17      In his Honour’s costs Ruling, he said:

“My involvement in this proceeding commenced in March of this year [2015] and I can say that at every turn Ms Finch has sought to obstruct the attainment of the overarching obligation as defined in the Civil Procedure Act. Her approach seems to have been to revel in interlocutory warfare in this proceeding but to seek to avoid it being brought to a head and brought to any sort of resolution, either by an adjudication or by some sort of compromise as was proposed in the offers which I have referred.

Further, she has at every point sought to argue collateral issues paradoxically, and almost comically, she has repeatedly relied upon the Civil Procedure Act in a manner which I can only describe as a perversion.
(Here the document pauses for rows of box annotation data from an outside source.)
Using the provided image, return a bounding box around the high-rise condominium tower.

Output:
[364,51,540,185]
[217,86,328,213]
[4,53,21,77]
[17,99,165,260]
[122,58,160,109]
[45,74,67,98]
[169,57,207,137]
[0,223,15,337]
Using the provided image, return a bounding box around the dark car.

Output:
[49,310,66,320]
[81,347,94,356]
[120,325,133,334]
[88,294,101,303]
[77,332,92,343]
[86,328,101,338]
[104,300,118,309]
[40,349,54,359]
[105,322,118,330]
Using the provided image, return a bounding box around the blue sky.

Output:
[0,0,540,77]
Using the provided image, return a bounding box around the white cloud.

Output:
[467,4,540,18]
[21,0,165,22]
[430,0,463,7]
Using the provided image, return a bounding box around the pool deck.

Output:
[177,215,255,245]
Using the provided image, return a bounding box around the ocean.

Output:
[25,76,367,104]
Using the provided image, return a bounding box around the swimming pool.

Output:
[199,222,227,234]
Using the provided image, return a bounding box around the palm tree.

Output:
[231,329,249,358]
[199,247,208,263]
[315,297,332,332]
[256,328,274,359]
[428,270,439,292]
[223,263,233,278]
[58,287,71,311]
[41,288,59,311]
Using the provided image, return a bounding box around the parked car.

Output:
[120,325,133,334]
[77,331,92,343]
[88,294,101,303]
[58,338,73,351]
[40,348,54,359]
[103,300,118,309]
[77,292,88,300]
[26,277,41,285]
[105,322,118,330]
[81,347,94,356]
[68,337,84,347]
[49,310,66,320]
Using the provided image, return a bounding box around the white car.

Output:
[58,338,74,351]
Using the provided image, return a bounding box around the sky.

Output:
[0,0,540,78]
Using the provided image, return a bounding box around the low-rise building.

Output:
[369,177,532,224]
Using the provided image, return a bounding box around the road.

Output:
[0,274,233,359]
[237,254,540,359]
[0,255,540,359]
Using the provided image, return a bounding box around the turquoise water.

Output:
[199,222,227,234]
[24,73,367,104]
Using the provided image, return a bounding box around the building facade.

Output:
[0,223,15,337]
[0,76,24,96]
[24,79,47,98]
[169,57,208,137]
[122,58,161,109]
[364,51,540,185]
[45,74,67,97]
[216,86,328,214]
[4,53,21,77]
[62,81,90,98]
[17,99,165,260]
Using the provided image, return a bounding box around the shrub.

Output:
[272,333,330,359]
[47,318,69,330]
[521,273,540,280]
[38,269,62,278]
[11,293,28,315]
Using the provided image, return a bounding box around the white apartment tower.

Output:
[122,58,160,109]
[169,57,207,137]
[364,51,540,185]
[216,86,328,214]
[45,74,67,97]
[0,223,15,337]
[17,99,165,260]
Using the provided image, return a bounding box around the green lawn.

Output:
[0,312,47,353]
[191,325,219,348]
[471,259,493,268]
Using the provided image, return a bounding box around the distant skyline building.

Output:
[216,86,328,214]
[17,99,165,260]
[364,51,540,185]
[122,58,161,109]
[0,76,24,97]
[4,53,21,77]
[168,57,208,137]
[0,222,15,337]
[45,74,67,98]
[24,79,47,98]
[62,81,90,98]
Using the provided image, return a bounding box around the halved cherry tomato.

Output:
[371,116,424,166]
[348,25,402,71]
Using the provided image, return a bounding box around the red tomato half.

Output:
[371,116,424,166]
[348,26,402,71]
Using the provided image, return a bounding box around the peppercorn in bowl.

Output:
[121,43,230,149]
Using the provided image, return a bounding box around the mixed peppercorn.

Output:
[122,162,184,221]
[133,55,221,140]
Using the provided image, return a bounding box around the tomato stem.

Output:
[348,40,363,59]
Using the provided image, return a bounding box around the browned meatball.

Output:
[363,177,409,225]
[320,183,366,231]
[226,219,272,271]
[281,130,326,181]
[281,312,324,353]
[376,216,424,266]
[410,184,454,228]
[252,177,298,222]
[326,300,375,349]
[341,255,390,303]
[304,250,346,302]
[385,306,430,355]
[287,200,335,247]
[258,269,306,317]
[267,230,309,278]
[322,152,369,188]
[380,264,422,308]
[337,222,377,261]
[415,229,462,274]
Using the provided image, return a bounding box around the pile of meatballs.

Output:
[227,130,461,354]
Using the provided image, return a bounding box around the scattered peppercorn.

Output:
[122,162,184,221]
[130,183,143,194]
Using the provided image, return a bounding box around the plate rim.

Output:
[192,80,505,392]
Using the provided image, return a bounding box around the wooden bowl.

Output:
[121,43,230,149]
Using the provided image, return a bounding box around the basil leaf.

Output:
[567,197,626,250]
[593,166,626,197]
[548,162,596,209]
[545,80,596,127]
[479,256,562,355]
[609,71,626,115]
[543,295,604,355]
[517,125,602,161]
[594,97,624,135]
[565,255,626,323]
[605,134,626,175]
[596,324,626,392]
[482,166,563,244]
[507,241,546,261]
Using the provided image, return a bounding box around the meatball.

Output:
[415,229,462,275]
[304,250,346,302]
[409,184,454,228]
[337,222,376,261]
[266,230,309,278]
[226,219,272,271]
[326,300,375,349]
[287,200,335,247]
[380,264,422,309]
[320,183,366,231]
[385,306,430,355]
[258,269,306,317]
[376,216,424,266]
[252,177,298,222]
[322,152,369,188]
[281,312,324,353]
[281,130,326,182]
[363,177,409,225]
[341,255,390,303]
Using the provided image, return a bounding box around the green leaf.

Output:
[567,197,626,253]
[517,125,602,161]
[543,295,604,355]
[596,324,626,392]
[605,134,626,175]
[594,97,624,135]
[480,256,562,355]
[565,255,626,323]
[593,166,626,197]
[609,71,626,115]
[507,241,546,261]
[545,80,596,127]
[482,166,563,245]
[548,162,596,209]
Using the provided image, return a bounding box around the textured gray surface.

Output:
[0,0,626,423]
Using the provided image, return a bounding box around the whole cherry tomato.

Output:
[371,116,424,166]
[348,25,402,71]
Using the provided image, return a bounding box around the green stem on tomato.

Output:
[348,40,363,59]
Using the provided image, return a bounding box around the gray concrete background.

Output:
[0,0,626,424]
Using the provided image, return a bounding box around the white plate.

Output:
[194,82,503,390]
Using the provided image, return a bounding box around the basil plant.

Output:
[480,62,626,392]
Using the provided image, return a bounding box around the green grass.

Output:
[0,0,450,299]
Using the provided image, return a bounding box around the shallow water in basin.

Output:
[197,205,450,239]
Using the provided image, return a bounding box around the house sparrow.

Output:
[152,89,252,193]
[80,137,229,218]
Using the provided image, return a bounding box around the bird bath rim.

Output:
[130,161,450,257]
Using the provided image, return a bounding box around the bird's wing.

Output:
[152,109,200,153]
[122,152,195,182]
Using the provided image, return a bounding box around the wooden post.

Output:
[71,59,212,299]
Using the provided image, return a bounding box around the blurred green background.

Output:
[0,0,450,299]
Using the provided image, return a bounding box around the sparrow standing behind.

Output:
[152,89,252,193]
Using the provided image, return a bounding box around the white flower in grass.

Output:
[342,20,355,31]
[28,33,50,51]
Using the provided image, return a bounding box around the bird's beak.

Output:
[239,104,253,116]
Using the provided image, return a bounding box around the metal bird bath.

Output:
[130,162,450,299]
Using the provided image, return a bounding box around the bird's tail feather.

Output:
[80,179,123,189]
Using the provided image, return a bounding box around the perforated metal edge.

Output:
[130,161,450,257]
She took up two days in March arguing meritless applications allegedly based upon the Civil Procedure Act, as I see, it in retrospect, for no purpose other than to sabotage the commencement of trial on its sixth appointed date in March this year.
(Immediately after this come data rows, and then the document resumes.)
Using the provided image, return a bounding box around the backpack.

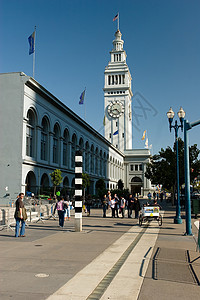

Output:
[57,201,63,210]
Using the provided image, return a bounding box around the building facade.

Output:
[0,31,150,200]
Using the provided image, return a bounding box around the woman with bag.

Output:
[120,196,126,218]
[15,193,27,237]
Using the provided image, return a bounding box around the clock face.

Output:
[108,101,124,118]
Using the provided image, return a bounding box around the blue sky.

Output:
[0,0,200,154]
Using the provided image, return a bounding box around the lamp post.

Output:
[167,107,185,224]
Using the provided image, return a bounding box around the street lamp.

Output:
[167,107,185,224]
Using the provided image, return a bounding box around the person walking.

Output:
[134,197,141,219]
[15,193,27,237]
[85,195,92,217]
[54,197,66,228]
[102,195,108,218]
[120,196,126,219]
[114,194,120,218]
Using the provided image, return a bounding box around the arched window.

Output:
[40,117,49,160]
[40,173,49,193]
[26,109,36,157]
[25,171,37,194]
[63,176,69,187]
[71,133,77,168]
[95,148,99,174]
[103,152,106,177]
[63,129,69,167]
[53,123,60,164]
[131,176,142,183]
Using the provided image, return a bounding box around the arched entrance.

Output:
[131,176,142,195]
[25,171,37,194]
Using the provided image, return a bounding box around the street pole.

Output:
[167,107,185,224]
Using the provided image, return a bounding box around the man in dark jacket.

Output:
[127,194,134,218]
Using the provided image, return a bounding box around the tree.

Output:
[50,169,63,196]
[145,138,200,200]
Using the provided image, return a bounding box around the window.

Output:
[112,75,115,84]
[95,148,99,174]
[63,129,69,166]
[71,134,77,168]
[90,145,94,173]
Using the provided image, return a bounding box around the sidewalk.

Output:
[0,206,200,300]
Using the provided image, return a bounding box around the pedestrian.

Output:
[102,195,108,218]
[120,196,126,218]
[15,193,27,237]
[160,191,163,203]
[127,194,134,218]
[54,197,67,228]
[134,197,141,219]
[114,194,120,218]
[66,198,72,221]
[147,192,152,201]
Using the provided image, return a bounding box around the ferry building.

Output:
[0,30,151,200]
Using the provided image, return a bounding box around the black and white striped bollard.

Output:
[75,150,83,232]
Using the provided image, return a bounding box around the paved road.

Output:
[0,203,200,300]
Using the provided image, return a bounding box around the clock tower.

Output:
[103,30,133,152]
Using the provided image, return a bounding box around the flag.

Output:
[28,31,35,55]
[113,13,119,21]
[142,130,146,141]
[79,90,85,104]
[145,138,149,149]
[103,116,106,126]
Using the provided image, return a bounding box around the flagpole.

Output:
[33,26,36,78]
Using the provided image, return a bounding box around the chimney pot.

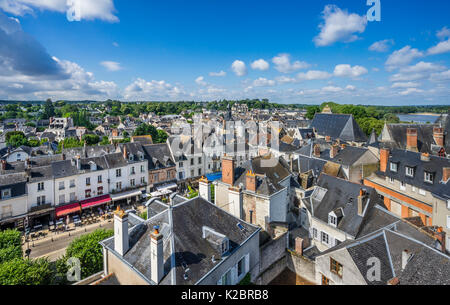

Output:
[433,127,445,147]
[380,148,390,173]
[406,128,418,152]
[442,167,450,182]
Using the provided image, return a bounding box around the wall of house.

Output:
[315,248,366,285]
[198,233,260,285]
[27,179,55,211]
[6,151,30,163]
[243,193,270,228]
[432,197,450,239]
[54,176,78,206]
[269,188,288,222]
[310,217,350,252]
[214,181,230,213]
[77,170,109,202]
[364,175,434,225]
[254,232,289,285]
[0,195,28,221]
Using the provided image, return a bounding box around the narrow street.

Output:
[22,221,114,261]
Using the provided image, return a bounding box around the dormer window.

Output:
[424,172,434,183]
[328,214,337,227]
[222,239,230,255]
[406,166,414,178]
[2,189,11,199]
[391,162,398,173]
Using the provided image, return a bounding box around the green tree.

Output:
[66,229,114,278]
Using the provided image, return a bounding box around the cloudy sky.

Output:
[0,0,450,105]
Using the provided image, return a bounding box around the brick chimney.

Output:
[198,176,211,201]
[246,171,256,192]
[433,127,444,147]
[358,189,365,216]
[380,148,390,173]
[402,250,413,271]
[295,237,303,255]
[150,226,164,284]
[313,144,320,158]
[114,206,129,256]
[330,144,339,159]
[442,167,450,182]
[222,155,235,185]
[406,128,418,152]
[123,144,128,160]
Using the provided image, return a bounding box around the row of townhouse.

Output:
[0,143,149,227]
Therefore, she has, far from acting to ‘facilitate the just efficient, timely and cost-effective resolution of the real issues in dispute’, acted to obstruct the just timely and cost-effective resolution of the real issues in dispute and sought to delay matters and waste costs and the court's time on matters other than the real issues in dispute.”[18]

[18]T2009-2010

18      I said in my Reasons for Judgment:

“At every opportunity in this Court, be it before his Honour Judge McNamara, or other Judges involved in pre-hearing applications, then before Judge Saccardo and finally before me, Ms Finch sought to derail the trial, particularly when she perceived a Judge was not favourably disposed to her arguments. She regularly made recusal applications which had little, if any, merit, and a host of other unsubstantiated applications.”[19]
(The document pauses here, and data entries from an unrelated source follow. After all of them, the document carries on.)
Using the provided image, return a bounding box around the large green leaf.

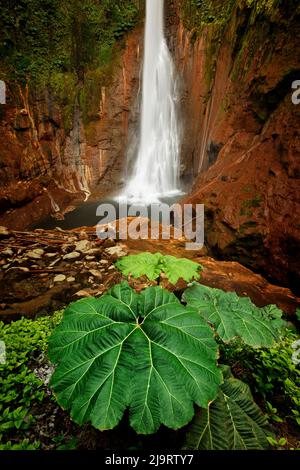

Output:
[162,256,201,284]
[116,252,202,284]
[185,366,269,450]
[49,283,222,434]
[183,284,284,347]
[116,252,162,281]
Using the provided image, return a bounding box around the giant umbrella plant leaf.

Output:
[49,283,222,434]
[183,283,284,347]
[184,366,270,450]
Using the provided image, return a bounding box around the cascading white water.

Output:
[125,0,180,203]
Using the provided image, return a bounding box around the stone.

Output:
[89,269,102,279]
[54,274,67,282]
[74,289,92,297]
[104,245,127,258]
[75,240,91,253]
[49,258,60,268]
[0,226,11,238]
[79,230,89,240]
[45,253,57,258]
[26,248,45,259]
[1,248,14,256]
[85,248,101,256]
[9,266,30,273]
[63,251,81,261]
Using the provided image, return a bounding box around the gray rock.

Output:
[26,248,45,259]
[45,253,57,258]
[100,259,109,266]
[85,256,96,261]
[54,274,67,282]
[1,248,14,256]
[63,251,81,261]
[105,245,127,258]
[75,240,92,253]
[0,226,10,238]
[89,269,102,279]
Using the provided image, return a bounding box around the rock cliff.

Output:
[170,0,300,289]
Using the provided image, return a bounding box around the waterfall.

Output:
[125,0,180,203]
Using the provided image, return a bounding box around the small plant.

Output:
[49,280,284,449]
[116,252,203,284]
[0,312,61,450]
[185,366,269,450]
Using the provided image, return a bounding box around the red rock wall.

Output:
[0,27,142,229]
[174,2,300,289]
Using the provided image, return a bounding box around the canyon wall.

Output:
[0,26,143,230]
[169,0,300,290]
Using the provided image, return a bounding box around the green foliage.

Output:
[0,312,61,450]
[0,0,138,84]
[221,330,300,426]
[116,252,202,284]
[0,439,41,450]
[49,283,221,434]
[182,0,236,30]
[185,367,269,450]
[183,284,284,347]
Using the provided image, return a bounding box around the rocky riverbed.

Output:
[0,222,300,321]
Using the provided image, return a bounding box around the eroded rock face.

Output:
[173,1,300,289]
[0,227,300,321]
[0,27,142,230]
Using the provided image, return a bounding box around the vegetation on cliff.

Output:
[0,0,138,81]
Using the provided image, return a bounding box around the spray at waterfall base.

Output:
[96,202,204,251]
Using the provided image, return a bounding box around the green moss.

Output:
[51,72,78,131]
[0,312,62,450]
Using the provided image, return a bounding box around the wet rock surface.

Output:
[0,223,300,321]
[19]Finch v Arnold Thomas & Becker Pty Ltd [2018] VCC 54 at paragraph [143]

19      In my view, Ms Finch has been given every reasonable assistance by the judges of this Court, their staff and registry officials.  Every attempt has been made to help to bring the real issues in dispute before the Court for determination, in the face of a counterclaim that was destined to fail.  The waste of judicial and Court resources and, ultimately, legal costs, has been extraordinary.  The responsibility for that waste lies squarely at the feet of Ms Finch.

20      In those circumstances, this case is entirely appropriate for a special or extraordinary costs order.

21      Bearing in mind:

(a)the failure by Ms Finch to accept the offers of compromise commencing in June 2014 was unreasonable;

(b)the fact that ATB’s claim for costs and disbursements was dismissed, and Ms Finch’s counterclaim was dismissed;

(c)the fact that overwhelmingly, the time and effort directed to the proceeding in this Court was related to Ms Finch’s counterclaim, rather than to ATB’s claim for costs;

(d)the conduct on the part of Ms Finch throughout the proceeding and the trial; and

(e)her flagrant breaches of the various provisions of the Civil Procedure Act 2010,

a special costs order is warranted.

22      Doing the best I can, it is my view there ought be no order for costs in favour of Ms Finch in respect of ATB’s claim.  There ought be an order that Ms Finch pay 80 per cent of ATB’s costs of the whole proceeding (both claim and counterclaim) and on an indemnity basis.

23      I accept the submissions on behalf of ATB in respect of the return of the funds held in trust on behalf of Ms Finch.

24      I shall make orders to that effect.